There's a same-y quality to a lot of published adventures that cuts across a lot of games and genres, where the PCs are basically stepping into an amusement park-style haunted house, complete with animatronic jump scares and maybe the illusion of free movement, but really there's just one path.

I don't just mean railroading issues, which are sort of inherent to the whole project of writing and publishing an adventure. I mean that sense that the adventure has no bearing on the PCs, and that it's often quite the zany coincidence that they show up at just the right moment in some factional standoff. Sure, there's almost always some backstory to convince yourself as a player that you should care about (even though, again, you just showed up, you're just some guy/gal), but it's hard to shake the sense that the haunted house was powered down until the moment you set foot inside, and now the attraction springs to life.

Then it's on to the usual, recurring business of solving the puzzle—poking around until you find the safest route through, or in an adventure where you can talk to anyone, finding out which faction/NPC wants what, who they're beefing with, basically immersing yourself in someone else's story, rather than developing your own. And then, by nature, when the adventure is over, you're generally on your way, ride's over, time for a change of scenery, maybe with some shadow of a lingering plot hook or thread, but it's time to hit the next haunted house attraction where no one knows your character and everything is in a state of suspended animation until you show up.

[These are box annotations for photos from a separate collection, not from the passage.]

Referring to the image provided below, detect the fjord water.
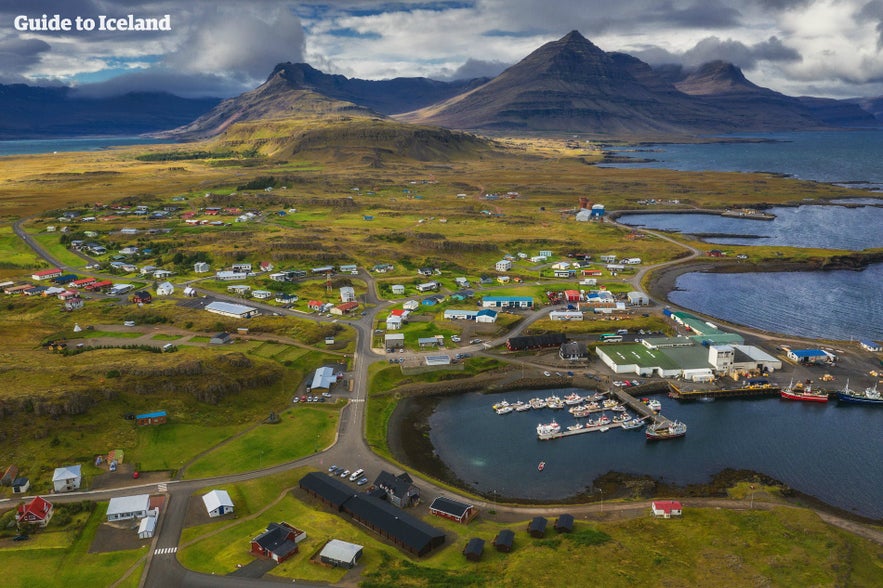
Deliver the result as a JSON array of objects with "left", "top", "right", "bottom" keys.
[{"left": 429, "top": 389, "right": 883, "bottom": 519}]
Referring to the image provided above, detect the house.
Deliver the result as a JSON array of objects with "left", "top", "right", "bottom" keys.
[
  {"left": 107, "top": 494, "right": 150, "bottom": 521},
  {"left": 135, "top": 410, "right": 168, "bottom": 427},
  {"left": 463, "top": 537, "right": 484, "bottom": 561},
  {"left": 15, "top": 496, "right": 54, "bottom": 527},
  {"left": 156, "top": 282, "right": 175, "bottom": 296},
  {"left": 494, "top": 259, "right": 512, "bottom": 272},
  {"left": 429, "top": 496, "right": 478, "bottom": 524},
  {"left": 31, "top": 267, "right": 63, "bottom": 280},
  {"left": 558, "top": 341, "right": 589, "bottom": 361},
  {"left": 319, "top": 539, "right": 364, "bottom": 570},
  {"left": 527, "top": 517, "right": 549, "bottom": 539},
  {"left": 52, "top": 464, "right": 83, "bottom": 492},
  {"left": 481, "top": 296, "right": 533, "bottom": 308},
  {"left": 493, "top": 529, "right": 515, "bottom": 553},
  {"left": 12, "top": 478, "right": 31, "bottom": 494},
  {"left": 205, "top": 301, "right": 260, "bottom": 318},
  {"left": 555, "top": 513, "right": 573, "bottom": 533},
  {"left": 374, "top": 470, "right": 420, "bottom": 508},
  {"left": 331, "top": 302, "right": 359, "bottom": 316},
  {"left": 209, "top": 331, "right": 233, "bottom": 345},
  {"left": 202, "top": 490, "right": 233, "bottom": 518},
  {"left": 138, "top": 508, "right": 159, "bottom": 539},
  {"left": 650, "top": 500, "right": 682, "bottom": 519},
  {"left": 132, "top": 290, "right": 153, "bottom": 304},
  {"left": 251, "top": 522, "right": 307, "bottom": 563}
]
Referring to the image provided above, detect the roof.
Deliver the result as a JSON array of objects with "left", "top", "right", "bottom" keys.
[
  {"left": 310, "top": 366, "right": 337, "bottom": 388},
  {"left": 299, "top": 472, "right": 355, "bottom": 507},
  {"left": 319, "top": 539, "right": 362, "bottom": 561},
  {"left": 252, "top": 523, "right": 297, "bottom": 557},
  {"left": 202, "top": 490, "right": 233, "bottom": 512},
  {"left": 205, "top": 301, "right": 257, "bottom": 314},
  {"left": 429, "top": 496, "right": 472, "bottom": 518},
  {"left": 52, "top": 464, "right": 83, "bottom": 482},
  {"left": 107, "top": 494, "right": 150, "bottom": 516},
  {"left": 346, "top": 494, "right": 445, "bottom": 553}
]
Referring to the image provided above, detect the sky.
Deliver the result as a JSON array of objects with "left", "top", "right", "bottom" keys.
[{"left": 0, "top": 0, "right": 883, "bottom": 98}]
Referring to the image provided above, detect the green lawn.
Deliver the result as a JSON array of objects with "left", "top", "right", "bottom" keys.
[
  {"left": 0, "top": 504, "right": 145, "bottom": 588},
  {"left": 185, "top": 406, "right": 339, "bottom": 478}
]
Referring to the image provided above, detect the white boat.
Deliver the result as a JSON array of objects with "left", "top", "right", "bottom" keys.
[{"left": 537, "top": 419, "right": 561, "bottom": 439}]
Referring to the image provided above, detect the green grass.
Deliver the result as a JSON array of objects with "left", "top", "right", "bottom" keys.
[
  {"left": 0, "top": 504, "right": 145, "bottom": 588},
  {"left": 186, "top": 406, "right": 339, "bottom": 478},
  {"left": 126, "top": 423, "right": 247, "bottom": 471}
]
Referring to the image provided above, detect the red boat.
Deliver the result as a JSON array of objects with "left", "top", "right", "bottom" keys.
[{"left": 779, "top": 382, "right": 828, "bottom": 402}]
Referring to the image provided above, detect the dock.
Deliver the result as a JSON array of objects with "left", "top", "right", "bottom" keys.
[{"left": 668, "top": 382, "right": 782, "bottom": 400}]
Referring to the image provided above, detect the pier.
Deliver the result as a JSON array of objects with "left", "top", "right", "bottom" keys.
[{"left": 668, "top": 382, "right": 782, "bottom": 400}]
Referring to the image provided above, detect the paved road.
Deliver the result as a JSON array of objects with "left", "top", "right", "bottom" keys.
[{"left": 0, "top": 216, "right": 883, "bottom": 588}]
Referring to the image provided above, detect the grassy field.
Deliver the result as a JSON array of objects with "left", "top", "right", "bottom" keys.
[
  {"left": 179, "top": 470, "right": 880, "bottom": 587},
  {"left": 185, "top": 405, "right": 339, "bottom": 478},
  {"left": 0, "top": 503, "right": 145, "bottom": 588}
]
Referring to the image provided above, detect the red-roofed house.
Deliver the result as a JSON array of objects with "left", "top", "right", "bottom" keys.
[
  {"left": 31, "top": 267, "right": 62, "bottom": 280},
  {"left": 651, "top": 500, "right": 681, "bottom": 519},
  {"left": 331, "top": 302, "right": 359, "bottom": 315},
  {"left": 15, "top": 496, "right": 53, "bottom": 527}
]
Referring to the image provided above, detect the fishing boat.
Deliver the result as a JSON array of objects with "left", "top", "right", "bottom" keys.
[
  {"left": 537, "top": 419, "right": 561, "bottom": 439},
  {"left": 779, "top": 380, "right": 828, "bottom": 402},
  {"left": 837, "top": 380, "right": 883, "bottom": 406},
  {"left": 644, "top": 421, "right": 687, "bottom": 441}
]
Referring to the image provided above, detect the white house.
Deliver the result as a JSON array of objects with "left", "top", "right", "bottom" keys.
[
  {"left": 107, "top": 494, "right": 150, "bottom": 521},
  {"left": 52, "top": 464, "right": 83, "bottom": 492},
  {"left": 156, "top": 282, "right": 175, "bottom": 296},
  {"left": 651, "top": 500, "right": 682, "bottom": 519},
  {"left": 202, "top": 490, "right": 233, "bottom": 518},
  {"left": 494, "top": 259, "right": 512, "bottom": 272}
]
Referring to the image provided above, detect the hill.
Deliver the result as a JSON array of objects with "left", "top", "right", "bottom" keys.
[{"left": 0, "top": 84, "right": 219, "bottom": 140}]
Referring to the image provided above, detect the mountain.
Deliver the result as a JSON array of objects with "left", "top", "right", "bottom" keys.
[
  {"left": 400, "top": 31, "right": 735, "bottom": 135},
  {"left": 397, "top": 31, "right": 871, "bottom": 136},
  {"left": 0, "top": 84, "right": 219, "bottom": 140},
  {"left": 675, "top": 61, "right": 876, "bottom": 130}
]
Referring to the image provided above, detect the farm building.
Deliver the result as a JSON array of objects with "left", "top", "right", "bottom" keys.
[
  {"left": 463, "top": 537, "right": 484, "bottom": 561},
  {"left": 374, "top": 471, "right": 420, "bottom": 508},
  {"left": 52, "top": 464, "right": 83, "bottom": 492},
  {"left": 202, "top": 490, "right": 233, "bottom": 518},
  {"left": 135, "top": 410, "right": 168, "bottom": 427},
  {"left": 205, "top": 301, "right": 260, "bottom": 318},
  {"left": 481, "top": 296, "right": 533, "bottom": 308},
  {"left": 319, "top": 539, "right": 364, "bottom": 570},
  {"left": 506, "top": 333, "right": 567, "bottom": 351},
  {"left": 15, "top": 496, "right": 54, "bottom": 527},
  {"left": 107, "top": 494, "right": 150, "bottom": 521},
  {"left": 429, "top": 496, "right": 478, "bottom": 523},
  {"left": 650, "top": 500, "right": 683, "bottom": 519},
  {"left": 494, "top": 529, "right": 515, "bottom": 553},
  {"left": 251, "top": 522, "right": 307, "bottom": 563}
]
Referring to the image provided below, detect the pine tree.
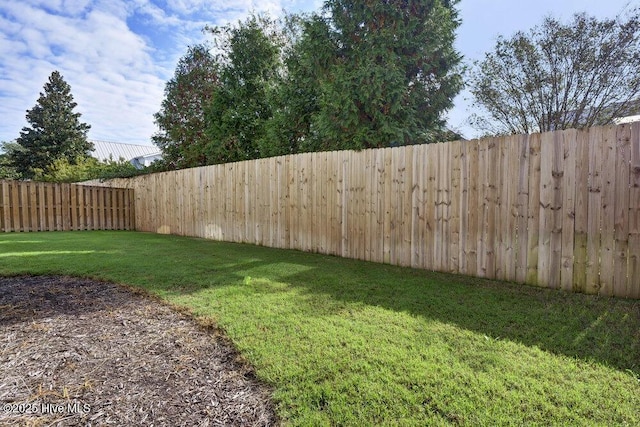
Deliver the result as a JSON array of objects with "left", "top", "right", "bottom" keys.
[{"left": 9, "top": 71, "right": 93, "bottom": 179}]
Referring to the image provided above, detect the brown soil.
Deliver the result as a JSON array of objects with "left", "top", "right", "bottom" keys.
[{"left": 0, "top": 277, "right": 276, "bottom": 426}]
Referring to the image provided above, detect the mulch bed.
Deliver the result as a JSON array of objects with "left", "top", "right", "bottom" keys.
[{"left": 0, "top": 277, "right": 276, "bottom": 426}]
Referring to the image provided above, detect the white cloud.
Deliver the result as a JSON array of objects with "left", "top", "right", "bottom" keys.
[{"left": 0, "top": 0, "right": 316, "bottom": 143}]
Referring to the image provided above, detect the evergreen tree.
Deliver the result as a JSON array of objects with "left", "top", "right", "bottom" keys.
[
  {"left": 9, "top": 71, "right": 93, "bottom": 179},
  {"left": 312, "top": 0, "right": 462, "bottom": 149},
  {"left": 205, "top": 15, "right": 281, "bottom": 163}
]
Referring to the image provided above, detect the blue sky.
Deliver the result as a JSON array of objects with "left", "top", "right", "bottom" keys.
[{"left": 0, "top": 0, "right": 640, "bottom": 144}]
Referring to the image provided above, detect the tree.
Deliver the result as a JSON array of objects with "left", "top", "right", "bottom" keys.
[
  {"left": 152, "top": 44, "right": 219, "bottom": 169},
  {"left": 312, "top": 0, "right": 462, "bottom": 149},
  {"left": 0, "top": 142, "right": 20, "bottom": 179},
  {"left": 259, "top": 14, "right": 335, "bottom": 156},
  {"left": 8, "top": 71, "right": 93, "bottom": 179},
  {"left": 469, "top": 11, "right": 640, "bottom": 134},
  {"left": 205, "top": 15, "right": 281, "bottom": 163}
]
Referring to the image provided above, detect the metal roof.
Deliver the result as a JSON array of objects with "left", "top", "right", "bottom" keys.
[{"left": 90, "top": 141, "right": 160, "bottom": 161}]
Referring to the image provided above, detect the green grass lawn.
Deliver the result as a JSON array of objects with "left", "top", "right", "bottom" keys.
[{"left": 0, "top": 232, "right": 640, "bottom": 426}]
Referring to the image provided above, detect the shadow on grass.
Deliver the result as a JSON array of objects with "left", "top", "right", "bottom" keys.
[{"left": 0, "top": 233, "right": 640, "bottom": 377}]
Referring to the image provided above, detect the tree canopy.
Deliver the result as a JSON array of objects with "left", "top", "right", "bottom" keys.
[
  {"left": 469, "top": 11, "right": 640, "bottom": 133},
  {"left": 155, "top": 0, "right": 462, "bottom": 166},
  {"left": 7, "top": 71, "right": 93, "bottom": 179},
  {"left": 152, "top": 44, "right": 219, "bottom": 169}
]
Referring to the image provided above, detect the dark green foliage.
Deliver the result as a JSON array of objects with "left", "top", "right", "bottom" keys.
[
  {"left": 34, "top": 157, "right": 147, "bottom": 182},
  {"left": 8, "top": 71, "right": 93, "bottom": 178},
  {"left": 152, "top": 45, "right": 219, "bottom": 169},
  {"left": 313, "top": 0, "right": 461, "bottom": 149},
  {"left": 156, "top": 0, "right": 462, "bottom": 168},
  {"left": 204, "top": 16, "right": 281, "bottom": 163},
  {"left": 470, "top": 10, "right": 640, "bottom": 134}
]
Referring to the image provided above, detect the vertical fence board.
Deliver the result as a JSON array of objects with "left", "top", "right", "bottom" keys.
[
  {"left": 573, "top": 131, "right": 589, "bottom": 292},
  {"left": 465, "top": 140, "right": 481, "bottom": 274},
  {"left": 600, "top": 126, "right": 616, "bottom": 295},
  {"left": 526, "top": 134, "right": 542, "bottom": 285},
  {"left": 6, "top": 124, "right": 640, "bottom": 297},
  {"left": 612, "top": 125, "right": 631, "bottom": 295},
  {"left": 559, "top": 130, "right": 578, "bottom": 291},
  {"left": 586, "top": 128, "right": 602, "bottom": 293}
]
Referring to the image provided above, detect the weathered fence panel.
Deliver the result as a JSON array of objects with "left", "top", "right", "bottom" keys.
[
  {"left": 90, "top": 123, "right": 640, "bottom": 298},
  {"left": 0, "top": 181, "right": 135, "bottom": 232}
]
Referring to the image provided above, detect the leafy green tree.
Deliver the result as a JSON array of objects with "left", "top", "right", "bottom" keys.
[
  {"left": 312, "top": 0, "right": 462, "bottom": 149},
  {"left": 205, "top": 15, "right": 281, "bottom": 163},
  {"left": 152, "top": 44, "right": 219, "bottom": 169},
  {"left": 8, "top": 71, "right": 93, "bottom": 179},
  {"left": 469, "top": 10, "right": 640, "bottom": 134}
]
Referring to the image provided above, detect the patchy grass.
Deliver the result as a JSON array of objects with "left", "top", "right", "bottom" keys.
[{"left": 0, "top": 232, "right": 640, "bottom": 426}]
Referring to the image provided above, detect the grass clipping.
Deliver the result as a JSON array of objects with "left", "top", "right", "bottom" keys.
[{"left": 0, "top": 277, "right": 275, "bottom": 426}]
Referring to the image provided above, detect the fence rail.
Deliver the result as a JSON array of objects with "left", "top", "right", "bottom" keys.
[
  {"left": 0, "top": 181, "right": 135, "bottom": 232},
  {"left": 66, "top": 123, "right": 640, "bottom": 298}
]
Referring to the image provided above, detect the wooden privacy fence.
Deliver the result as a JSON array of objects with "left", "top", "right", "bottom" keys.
[
  {"left": 99, "top": 123, "right": 640, "bottom": 298},
  {"left": 0, "top": 181, "right": 135, "bottom": 232}
]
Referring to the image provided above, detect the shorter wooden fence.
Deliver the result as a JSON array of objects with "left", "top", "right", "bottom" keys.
[{"left": 0, "top": 181, "right": 135, "bottom": 232}]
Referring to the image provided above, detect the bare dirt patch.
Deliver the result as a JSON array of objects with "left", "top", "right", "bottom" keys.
[{"left": 0, "top": 277, "right": 276, "bottom": 426}]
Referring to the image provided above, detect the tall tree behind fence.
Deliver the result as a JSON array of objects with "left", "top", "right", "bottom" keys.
[
  {"left": 89, "top": 123, "right": 640, "bottom": 298},
  {"left": 0, "top": 181, "right": 135, "bottom": 232}
]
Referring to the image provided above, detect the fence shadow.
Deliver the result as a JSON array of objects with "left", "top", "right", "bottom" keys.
[{"left": 276, "top": 262, "right": 640, "bottom": 376}]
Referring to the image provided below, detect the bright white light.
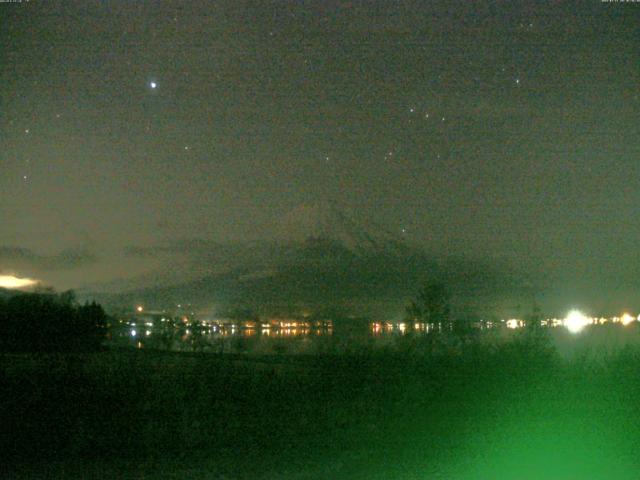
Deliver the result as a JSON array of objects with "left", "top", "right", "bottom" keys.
[
  {"left": 564, "top": 310, "right": 589, "bottom": 333},
  {"left": 620, "top": 313, "right": 635, "bottom": 326},
  {"left": 507, "top": 318, "right": 520, "bottom": 329},
  {"left": 0, "top": 275, "right": 38, "bottom": 288}
]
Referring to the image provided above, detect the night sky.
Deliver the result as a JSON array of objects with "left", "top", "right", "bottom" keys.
[{"left": 0, "top": 0, "right": 640, "bottom": 308}]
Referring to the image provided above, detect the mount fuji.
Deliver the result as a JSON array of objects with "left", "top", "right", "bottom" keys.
[{"left": 87, "top": 203, "right": 528, "bottom": 316}]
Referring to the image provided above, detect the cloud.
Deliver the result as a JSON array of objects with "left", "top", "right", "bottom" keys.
[{"left": 0, "top": 246, "right": 98, "bottom": 271}]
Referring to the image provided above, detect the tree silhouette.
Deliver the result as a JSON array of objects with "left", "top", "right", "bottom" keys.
[
  {"left": 0, "top": 291, "right": 107, "bottom": 352},
  {"left": 407, "top": 282, "right": 451, "bottom": 325}
]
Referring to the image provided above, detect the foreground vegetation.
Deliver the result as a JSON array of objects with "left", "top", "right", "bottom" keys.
[{"left": 0, "top": 332, "right": 640, "bottom": 479}]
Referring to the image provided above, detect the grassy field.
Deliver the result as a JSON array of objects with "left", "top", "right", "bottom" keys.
[{"left": 0, "top": 331, "right": 640, "bottom": 480}]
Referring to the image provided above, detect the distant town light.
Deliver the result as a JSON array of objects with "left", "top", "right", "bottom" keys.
[
  {"left": 564, "top": 310, "right": 589, "bottom": 333},
  {"left": 0, "top": 275, "right": 38, "bottom": 288},
  {"left": 620, "top": 313, "right": 635, "bottom": 326}
]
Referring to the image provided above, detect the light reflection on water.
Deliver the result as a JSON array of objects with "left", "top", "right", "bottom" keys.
[{"left": 110, "top": 321, "right": 640, "bottom": 356}]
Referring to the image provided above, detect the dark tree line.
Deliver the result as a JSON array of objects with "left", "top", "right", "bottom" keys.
[{"left": 0, "top": 292, "right": 107, "bottom": 352}]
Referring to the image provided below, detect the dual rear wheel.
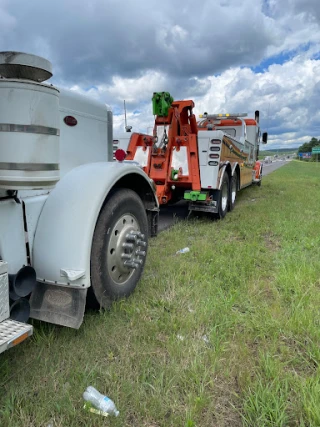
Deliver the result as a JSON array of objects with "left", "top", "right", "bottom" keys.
[{"left": 217, "top": 172, "right": 238, "bottom": 219}]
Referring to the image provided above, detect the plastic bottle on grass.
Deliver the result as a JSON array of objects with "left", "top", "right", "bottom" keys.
[
  {"left": 83, "top": 386, "right": 119, "bottom": 417},
  {"left": 176, "top": 248, "right": 190, "bottom": 254}
]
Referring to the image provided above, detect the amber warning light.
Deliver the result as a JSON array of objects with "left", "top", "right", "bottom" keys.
[{"left": 114, "top": 148, "right": 127, "bottom": 162}]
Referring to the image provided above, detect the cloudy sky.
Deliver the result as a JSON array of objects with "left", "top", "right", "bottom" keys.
[{"left": 0, "top": 0, "right": 320, "bottom": 148}]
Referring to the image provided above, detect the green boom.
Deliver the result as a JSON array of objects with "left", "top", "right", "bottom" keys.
[{"left": 152, "top": 92, "right": 173, "bottom": 117}]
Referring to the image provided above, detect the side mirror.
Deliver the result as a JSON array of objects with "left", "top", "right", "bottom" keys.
[{"left": 262, "top": 132, "right": 268, "bottom": 144}]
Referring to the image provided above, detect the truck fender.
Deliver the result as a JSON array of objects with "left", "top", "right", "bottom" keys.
[
  {"left": 33, "top": 162, "right": 158, "bottom": 289},
  {"left": 217, "top": 161, "right": 231, "bottom": 190}
]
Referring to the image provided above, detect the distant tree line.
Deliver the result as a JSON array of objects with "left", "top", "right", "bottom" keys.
[{"left": 298, "top": 138, "right": 320, "bottom": 153}]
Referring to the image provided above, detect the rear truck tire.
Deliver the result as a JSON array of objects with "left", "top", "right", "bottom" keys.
[
  {"left": 216, "top": 173, "right": 230, "bottom": 219},
  {"left": 229, "top": 173, "right": 238, "bottom": 211},
  {"left": 89, "top": 188, "right": 148, "bottom": 308}
]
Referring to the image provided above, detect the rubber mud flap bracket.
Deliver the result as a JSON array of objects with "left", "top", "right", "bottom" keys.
[{"left": 30, "top": 282, "right": 87, "bottom": 329}]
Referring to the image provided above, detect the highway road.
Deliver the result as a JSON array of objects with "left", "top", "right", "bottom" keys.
[{"left": 159, "top": 160, "right": 287, "bottom": 232}]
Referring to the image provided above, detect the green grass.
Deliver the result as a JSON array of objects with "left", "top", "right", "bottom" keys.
[{"left": 0, "top": 161, "right": 320, "bottom": 427}]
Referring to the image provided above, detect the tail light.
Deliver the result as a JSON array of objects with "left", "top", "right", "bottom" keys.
[{"left": 114, "top": 148, "right": 127, "bottom": 162}]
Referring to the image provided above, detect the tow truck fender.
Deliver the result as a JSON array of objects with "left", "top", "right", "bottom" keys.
[{"left": 33, "top": 162, "right": 159, "bottom": 289}]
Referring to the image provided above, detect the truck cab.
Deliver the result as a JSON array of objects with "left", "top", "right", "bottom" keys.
[{"left": 0, "top": 52, "right": 159, "bottom": 351}]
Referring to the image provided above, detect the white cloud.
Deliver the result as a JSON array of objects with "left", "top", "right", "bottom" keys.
[{"left": 0, "top": 0, "right": 320, "bottom": 146}]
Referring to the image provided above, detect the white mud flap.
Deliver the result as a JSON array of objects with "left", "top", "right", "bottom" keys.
[{"left": 30, "top": 282, "right": 87, "bottom": 329}]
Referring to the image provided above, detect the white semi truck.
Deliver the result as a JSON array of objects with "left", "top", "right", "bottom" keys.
[{"left": 0, "top": 52, "right": 159, "bottom": 352}]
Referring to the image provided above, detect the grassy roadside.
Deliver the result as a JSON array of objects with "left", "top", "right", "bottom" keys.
[{"left": 0, "top": 162, "right": 320, "bottom": 427}]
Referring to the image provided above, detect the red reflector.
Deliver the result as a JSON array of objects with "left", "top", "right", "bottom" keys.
[
  {"left": 114, "top": 148, "right": 127, "bottom": 162},
  {"left": 63, "top": 116, "right": 78, "bottom": 126}
]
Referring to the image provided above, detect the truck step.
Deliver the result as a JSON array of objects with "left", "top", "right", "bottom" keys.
[{"left": 0, "top": 319, "right": 33, "bottom": 353}]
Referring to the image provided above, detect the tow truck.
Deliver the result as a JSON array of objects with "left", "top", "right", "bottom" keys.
[{"left": 115, "top": 92, "right": 268, "bottom": 218}]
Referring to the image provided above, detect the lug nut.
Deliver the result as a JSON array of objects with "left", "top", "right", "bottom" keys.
[
  {"left": 135, "top": 251, "right": 146, "bottom": 256},
  {"left": 124, "top": 261, "right": 139, "bottom": 268},
  {"left": 126, "top": 234, "right": 137, "bottom": 242},
  {"left": 122, "top": 243, "right": 134, "bottom": 250}
]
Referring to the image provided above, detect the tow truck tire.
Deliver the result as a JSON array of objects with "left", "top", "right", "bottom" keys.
[
  {"left": 217, "top": 173, "right": 230, "bottom": 219},
  {"left": 229, "top": 173, "right": 238, "bottom": 211},
  {"left": 89, "top": 188, "right": 148, "bottom": 308}
]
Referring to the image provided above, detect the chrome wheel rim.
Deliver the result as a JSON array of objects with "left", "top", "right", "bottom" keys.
[{"left": 106, "top": 214, "right": 147, "bottom": 285}]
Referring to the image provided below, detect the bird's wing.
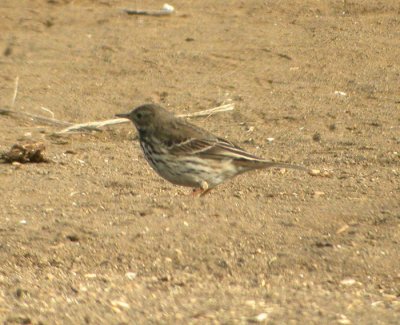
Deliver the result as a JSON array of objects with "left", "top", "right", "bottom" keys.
[{"left": 169, "top": 138, "right": 262, "bottom": 161}]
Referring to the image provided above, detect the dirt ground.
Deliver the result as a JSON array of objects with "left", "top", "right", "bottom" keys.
[{"left": 0, "top": 0, "right": 400, "bottom": 324}]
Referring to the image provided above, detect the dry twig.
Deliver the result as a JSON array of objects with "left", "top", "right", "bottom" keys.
[{"left": 0, "top": 104, "right": 235, "bottom": 134}]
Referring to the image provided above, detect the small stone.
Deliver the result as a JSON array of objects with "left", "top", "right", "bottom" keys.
[
  {"left": 125, "top": 272, "right": 137, "bottom": 280},
  {"left": 308, "top": 169, "right": 321, "bottom": 176},
  {"left": 340, "top": 279, "right": 356, "bottom": 286},
  {"left": 111, "top": 300, "right": 131, "bottom": 309},
  {"left": 313, "top": 191, "right": 325, "bottom": 197},
  {"left": 313, "top": 132, "right": 321, "bottom": 142},
  {"left": 248, "top": 313, "right": 268, "bottom": 323}
]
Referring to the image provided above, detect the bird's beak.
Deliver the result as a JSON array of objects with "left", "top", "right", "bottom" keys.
[{"left": 115, "top": 113, "right": 129, "bottom": 118}]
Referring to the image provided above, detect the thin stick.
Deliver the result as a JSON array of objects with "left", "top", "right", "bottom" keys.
[
  {"left": 57, "top": 104, "right": 235, "bottom": 134},
  {"left": 0, "top": 108, "right": 73, "bottom": 126},
  {"left": 11, "top": 76, "right": 19, "bottom": 107},
  {"left": 0, "top": 104, "right": 235, "bottom": 134},
  {"left": 178, "top": 104, "right": 235, "bottom": 117}
]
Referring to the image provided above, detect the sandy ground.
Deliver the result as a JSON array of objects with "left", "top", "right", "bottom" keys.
[{"left": 0, "top": 0, "right": 400, "bottom": 324}]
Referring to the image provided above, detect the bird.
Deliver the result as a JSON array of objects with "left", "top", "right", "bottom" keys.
[{"left": 115, "top": 104, "right": 309, "bottom": 196}]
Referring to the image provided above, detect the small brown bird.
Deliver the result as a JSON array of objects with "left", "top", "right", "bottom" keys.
[{"left": 116, "top": 104, "right": 308, "bottom": 195}]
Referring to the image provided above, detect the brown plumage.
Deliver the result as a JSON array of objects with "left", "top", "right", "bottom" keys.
[{"left": 116, "top": 104, "right": 308, "bottom": 195}]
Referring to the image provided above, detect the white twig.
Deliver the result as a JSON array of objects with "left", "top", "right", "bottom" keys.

I know there are lots of exceptions, and that some published adventures are more adaptable—or simply better written—than others. And if you're playing a full-on investigation game, working without any sort of published material can be hard to the point of impossible. But the default qualities of most published adventures, imo, kind of shine a light on how boring and repetitive RPGs can be when everything is scripted, and the GM's sole job becomes punishing you for doing the "dumb" thing, and rewarding you for the "smart" thing. Meanwhile, great narratives in other mediums don't care about what's dumb, smart, incorrect, or correct, just what's most interesting.
 

I don't have time to prepare adventures myself these days. When i was younger I wrote most of what I ran. Today I run prepared adventures and fill in the blanks to keep the story cohesive. I almost exclusily run on VTT.